Potential mechanism of cell death in the developing rat brain induced by propofol anesthesia

Abstract

Commonly used general anesthetics can have adverse effects on the developing brain by triggering apoptotic neurodegeneration, as has been documented in the rat. The rational of our study was to examine the molecular mechanisms that contribute to the apoptotic action of propofol anesthesia in the brain of 7-day-old (P7) rats. The down-regulation of nerve growth factor (NGF) mRNA and protein expression in the cortex and thalamus at defined time points between 1 and 24h after the propofol treatment, as well as a decrease of phosphorylated Akt were observed. The extrinsic apoptotic pathway was induced by over-expression of tumor necrosis factor (TNF) which led to the activation of caspase-3 in both examined structures. Neurodegeneration was confirmed by Fluoro-Jade B staining. Our findings provide direct experimental evidence that the anesthetic dose (25mg/kg) of propofol induces complex changes that are accompanied by cell death in the cortex and thalamus of the developing rat brain.

Fig. 1

Time-dependent changes in NGF mRNA expression in the cortex (A) and thalamus (B) of P7 rats after the propofol treatment, as revealed by real-time RT-PCR. A significant decrease of NGF mRNA expression was observed in the cortex (*p < 0.05 vs. control).

Fig. 2

Time-dependent changes in mature NGF expression in the cortex (A) and thalamus (B) of P7 rats after the propofol treatment, as revealed by Western blotting. Each graph is accompanied by a representative immunoblot.
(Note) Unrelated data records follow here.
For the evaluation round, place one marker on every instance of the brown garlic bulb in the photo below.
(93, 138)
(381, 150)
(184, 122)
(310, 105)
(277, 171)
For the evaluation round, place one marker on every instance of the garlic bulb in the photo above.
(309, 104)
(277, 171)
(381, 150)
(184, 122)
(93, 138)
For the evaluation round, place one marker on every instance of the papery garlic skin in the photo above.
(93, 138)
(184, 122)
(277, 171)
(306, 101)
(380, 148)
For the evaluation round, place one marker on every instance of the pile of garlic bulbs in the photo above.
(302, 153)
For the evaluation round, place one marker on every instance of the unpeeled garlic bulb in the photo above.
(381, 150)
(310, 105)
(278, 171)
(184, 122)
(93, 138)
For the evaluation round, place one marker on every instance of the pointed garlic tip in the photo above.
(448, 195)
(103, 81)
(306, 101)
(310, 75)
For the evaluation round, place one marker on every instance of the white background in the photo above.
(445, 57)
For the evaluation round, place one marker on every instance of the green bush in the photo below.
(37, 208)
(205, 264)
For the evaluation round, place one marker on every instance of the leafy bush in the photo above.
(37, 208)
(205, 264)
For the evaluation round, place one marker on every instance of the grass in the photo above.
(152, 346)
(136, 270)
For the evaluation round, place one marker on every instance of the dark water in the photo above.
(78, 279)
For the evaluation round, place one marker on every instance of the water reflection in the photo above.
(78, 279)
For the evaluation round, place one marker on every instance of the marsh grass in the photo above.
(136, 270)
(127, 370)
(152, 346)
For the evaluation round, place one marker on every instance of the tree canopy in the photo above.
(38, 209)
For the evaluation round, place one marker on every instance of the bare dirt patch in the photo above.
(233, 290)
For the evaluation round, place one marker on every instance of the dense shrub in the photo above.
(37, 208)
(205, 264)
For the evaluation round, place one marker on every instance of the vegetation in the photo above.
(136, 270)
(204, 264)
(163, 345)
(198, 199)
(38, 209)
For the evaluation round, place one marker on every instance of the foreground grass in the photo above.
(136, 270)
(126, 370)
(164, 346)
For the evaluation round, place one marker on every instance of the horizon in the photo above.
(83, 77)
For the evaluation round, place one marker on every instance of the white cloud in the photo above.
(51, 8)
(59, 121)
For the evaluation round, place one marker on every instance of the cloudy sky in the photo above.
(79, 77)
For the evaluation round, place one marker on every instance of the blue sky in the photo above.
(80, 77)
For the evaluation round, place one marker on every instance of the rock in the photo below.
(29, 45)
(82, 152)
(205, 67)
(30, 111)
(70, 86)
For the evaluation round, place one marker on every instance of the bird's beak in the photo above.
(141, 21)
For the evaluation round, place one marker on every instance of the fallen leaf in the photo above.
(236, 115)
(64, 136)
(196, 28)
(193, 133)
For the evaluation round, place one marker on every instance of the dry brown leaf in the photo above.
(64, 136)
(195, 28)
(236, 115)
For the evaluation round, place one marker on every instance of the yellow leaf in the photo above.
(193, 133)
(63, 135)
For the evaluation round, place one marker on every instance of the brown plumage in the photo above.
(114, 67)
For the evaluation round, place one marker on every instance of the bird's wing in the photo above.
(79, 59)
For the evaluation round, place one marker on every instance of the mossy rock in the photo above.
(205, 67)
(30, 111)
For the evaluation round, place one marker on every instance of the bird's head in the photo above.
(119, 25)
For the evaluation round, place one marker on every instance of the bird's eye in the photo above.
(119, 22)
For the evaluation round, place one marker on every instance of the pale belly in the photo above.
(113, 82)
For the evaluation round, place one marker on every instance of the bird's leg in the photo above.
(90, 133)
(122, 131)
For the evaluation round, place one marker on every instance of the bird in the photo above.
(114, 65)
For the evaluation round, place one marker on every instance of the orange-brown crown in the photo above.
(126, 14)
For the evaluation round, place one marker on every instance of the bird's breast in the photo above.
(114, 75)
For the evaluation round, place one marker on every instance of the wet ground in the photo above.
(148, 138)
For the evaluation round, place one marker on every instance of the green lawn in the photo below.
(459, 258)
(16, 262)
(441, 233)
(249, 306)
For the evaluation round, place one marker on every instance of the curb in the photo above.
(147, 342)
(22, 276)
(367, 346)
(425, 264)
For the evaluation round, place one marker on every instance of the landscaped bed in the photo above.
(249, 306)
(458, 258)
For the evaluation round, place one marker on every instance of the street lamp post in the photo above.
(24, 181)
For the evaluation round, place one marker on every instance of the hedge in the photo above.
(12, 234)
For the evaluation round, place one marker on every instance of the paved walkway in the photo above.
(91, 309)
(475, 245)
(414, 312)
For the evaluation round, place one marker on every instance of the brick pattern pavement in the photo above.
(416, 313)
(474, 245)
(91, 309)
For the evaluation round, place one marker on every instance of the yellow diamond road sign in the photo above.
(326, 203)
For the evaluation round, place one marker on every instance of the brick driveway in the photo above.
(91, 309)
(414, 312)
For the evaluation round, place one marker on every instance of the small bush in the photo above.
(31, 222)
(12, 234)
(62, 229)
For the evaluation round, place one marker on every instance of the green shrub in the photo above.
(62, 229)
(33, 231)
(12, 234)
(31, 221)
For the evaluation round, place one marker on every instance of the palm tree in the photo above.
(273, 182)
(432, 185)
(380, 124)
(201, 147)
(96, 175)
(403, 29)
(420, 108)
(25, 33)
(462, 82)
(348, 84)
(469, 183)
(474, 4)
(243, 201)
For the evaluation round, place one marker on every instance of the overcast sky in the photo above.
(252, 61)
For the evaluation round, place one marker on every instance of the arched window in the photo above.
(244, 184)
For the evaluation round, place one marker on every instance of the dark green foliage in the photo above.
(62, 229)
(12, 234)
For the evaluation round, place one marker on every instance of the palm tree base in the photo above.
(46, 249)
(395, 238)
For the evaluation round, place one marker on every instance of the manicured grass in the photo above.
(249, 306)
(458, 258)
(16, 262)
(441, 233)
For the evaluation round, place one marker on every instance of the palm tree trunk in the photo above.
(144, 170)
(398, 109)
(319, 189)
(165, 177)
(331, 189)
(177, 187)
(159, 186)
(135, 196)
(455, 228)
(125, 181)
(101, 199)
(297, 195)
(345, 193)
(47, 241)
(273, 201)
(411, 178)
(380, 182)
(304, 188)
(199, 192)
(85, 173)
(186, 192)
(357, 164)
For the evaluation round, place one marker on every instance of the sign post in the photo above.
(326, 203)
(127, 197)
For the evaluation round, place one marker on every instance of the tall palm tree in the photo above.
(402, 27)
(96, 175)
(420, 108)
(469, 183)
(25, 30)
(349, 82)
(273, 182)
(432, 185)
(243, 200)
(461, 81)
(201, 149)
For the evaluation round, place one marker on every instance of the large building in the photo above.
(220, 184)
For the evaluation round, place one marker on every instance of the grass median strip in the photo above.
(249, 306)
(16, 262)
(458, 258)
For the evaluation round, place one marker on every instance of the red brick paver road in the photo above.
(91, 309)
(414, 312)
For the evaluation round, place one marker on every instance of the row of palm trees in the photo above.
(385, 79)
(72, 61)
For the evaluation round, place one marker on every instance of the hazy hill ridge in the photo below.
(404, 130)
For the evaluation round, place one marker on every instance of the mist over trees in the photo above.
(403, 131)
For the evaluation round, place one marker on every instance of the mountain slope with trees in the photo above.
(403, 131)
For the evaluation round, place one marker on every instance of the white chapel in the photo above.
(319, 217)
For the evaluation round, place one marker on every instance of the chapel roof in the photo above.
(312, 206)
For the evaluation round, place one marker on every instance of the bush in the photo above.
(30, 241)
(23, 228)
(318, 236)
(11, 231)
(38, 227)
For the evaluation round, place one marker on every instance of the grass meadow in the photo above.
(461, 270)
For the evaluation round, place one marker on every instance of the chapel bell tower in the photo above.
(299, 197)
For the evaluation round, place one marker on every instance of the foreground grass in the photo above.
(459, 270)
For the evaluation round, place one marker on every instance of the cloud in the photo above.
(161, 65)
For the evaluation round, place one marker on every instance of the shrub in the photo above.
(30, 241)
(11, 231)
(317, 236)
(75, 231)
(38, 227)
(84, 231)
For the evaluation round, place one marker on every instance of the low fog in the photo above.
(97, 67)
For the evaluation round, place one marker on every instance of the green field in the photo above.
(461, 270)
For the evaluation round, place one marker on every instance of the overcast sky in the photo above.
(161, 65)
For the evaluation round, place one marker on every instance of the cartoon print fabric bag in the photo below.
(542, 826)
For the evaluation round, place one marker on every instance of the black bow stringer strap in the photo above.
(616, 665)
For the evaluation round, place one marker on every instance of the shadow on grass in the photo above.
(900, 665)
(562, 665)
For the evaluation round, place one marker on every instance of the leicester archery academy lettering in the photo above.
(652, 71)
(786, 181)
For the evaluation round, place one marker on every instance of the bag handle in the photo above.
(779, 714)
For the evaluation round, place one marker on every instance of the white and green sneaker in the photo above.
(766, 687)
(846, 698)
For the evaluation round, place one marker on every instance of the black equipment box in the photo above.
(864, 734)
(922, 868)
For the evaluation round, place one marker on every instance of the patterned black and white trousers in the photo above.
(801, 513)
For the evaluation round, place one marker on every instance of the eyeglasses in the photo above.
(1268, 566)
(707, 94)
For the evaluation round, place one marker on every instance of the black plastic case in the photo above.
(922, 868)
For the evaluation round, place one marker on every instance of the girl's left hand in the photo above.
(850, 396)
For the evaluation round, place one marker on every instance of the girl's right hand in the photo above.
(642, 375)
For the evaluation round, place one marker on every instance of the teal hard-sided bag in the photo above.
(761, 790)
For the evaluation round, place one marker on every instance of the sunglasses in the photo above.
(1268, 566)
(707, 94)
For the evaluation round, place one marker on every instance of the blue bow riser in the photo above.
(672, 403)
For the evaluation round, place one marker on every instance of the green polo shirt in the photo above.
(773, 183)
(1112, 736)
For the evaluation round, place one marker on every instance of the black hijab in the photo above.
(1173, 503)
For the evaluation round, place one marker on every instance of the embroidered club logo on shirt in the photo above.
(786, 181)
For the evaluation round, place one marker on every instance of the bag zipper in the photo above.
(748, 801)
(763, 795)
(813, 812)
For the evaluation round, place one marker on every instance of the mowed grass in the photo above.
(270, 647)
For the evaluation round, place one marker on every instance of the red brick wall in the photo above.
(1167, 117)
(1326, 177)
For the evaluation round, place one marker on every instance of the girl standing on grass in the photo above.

A significant decrease of mature NGF expression was observed in both structures (*p < 0.05 vs. control).

Fig. 3

Time-dependent changes in phosphorylated Akt expression in the cortex (A) and thalamus (B) of P7 rats after propofol treatment, as revealed by Western blotting. Each graph is accompanied by a representative immunoblot. A significant decrease of phosphorylated Akt expression was observed in both structures (*p < 0.05 vs. control).

Fig. 4

Time-dependent changes in TNFα mRNA and protein expression in the cortex and thalamus of P7 rats after the propofol treatment. A significant increase in TNFα mRNA expression, revealed by RT-PCR, was observed at similar times in the cortex (A) and in the thalamus (B) (*p < 0.05 vs. control). The levels of TNFα protein, as revealed by Western blotting, were significantly increased between 4 and 24 h after the treatment in the cortex (C) and between 2 and 24 h after the treatment in the thalamus (D) (*p < 0.05 vs. control).

Fig. 5

Time-dependent changes in caspase-8 mRNA expression in the cortex (A) and thalamus (B) of P7 rats after the propofol treatment, as revealed by real-time RT-PCR. A significant increase in caspase-8 mRNA expression was detected between 8 and 24 h after the treatment (*p < 0.05 vs. control).

Fig. 6

Time-dependent changes in activated caspase-3 expression in the cortex (A) and thalamus (B) after the propofol treatment, as revealed by Western blotting. The expression of cleaved caspase-3 protein was significantly increased in both structures after the propofol treatment (*p < 0.05 vs. control).

Fig. 7

Fluoro-Jade B staining of frozen brain sections. Controls (saline-injected rats killed 24 h after the injection) had a few Fluoro-Jade B positive cells in the posterior cingulate/retrosplenial cortex (A) and laterodorsal thalamus (B). The densest labeling was found in the posterior cingulate/retrosplenial cortex (C) and the laterodorsal thalamus (D) of animals that were treated with propofol (25 mg/kg) and killed 24 h post-injection. Rats treated with two i.p. doses (0.5 mg/kg) of (+) MK-801 and killed 24 h after the first administration of the drug served as a positive control (E – posterior cingulate/retrosplenial cortex; F – laterodorsal thalamus). Degenerating neurons are marked with arrows and the blood vessels with arrowheads. Normal neurons appear darker than the background. Scale bar – 20 μm.